Redacción/PERIÓDICO SAGRADA FAMILIA

Entrega 3. Cuando mi esposa y yo nos casamos aquí en San Diego hace unos ocho años, nos paramos frente al altar y tuvimos que hacer varias promesas y votos, a Dios y entre nosotros. Te preguntan: «¿Vienes aquí libremente hoy?», y dices: “Sí”, no estoy coaccionando a mi prometida, no la estoy manipulando, es un regalo libre el que estamos haciendo hoy. “¿Prometen ser fieles el uno al otro en las buenas, en las malas, en la enfermedad y en la salud?”. “Sí”, es un regalo total, es un regalo fiel. “¿Prometen recibir a los hijos en el matrimonio?” “Sí”, estamos abiertos a la vida. Es un regalo libre, fiel, total y fecundo. Y luego salen de la iglesia, y esa noche entran en el santuario de su dormitorio e intercambian los votos matrimoniales, no con sus palabras sino con sus cuerpos: esta noche te entrego mi cuerpo libremente, sin manipularte. No solo me recibes libremente, me doy libremente porque tengo dominio propio, no veo a la mujer como una solución para mis necesidades sexuales, tengo dominio propio, entonces puedo ser un regalo. Es un don sexual libre, fiel, total. No retengo nada, ni siquiera mi paternidad, es un don que está abierto a la vida, es fecundo.

Libre, total, fiel y fecundo. Ahora mira lo que hace el mundo con esto. El mundo toma el sexo, los votos matrimoniales hechos carne, y lo invierte todo.
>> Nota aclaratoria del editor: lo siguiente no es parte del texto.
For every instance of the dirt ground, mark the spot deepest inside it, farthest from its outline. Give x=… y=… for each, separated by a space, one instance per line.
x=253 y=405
Hoy el sexo no es libre, se paga en la prostitución, se exige en el abuso sexual o en la lujuria, entonces no es libre. No es un regalo total de uno mismo, se trata de encuentros casuales o amigos con beneficios. No es fiel, hay engaños y divorcio; y no es fecundo, abierto al don de la vida: se esteriliza deliberadamente, lo puedes ver en los medios de comunicación. 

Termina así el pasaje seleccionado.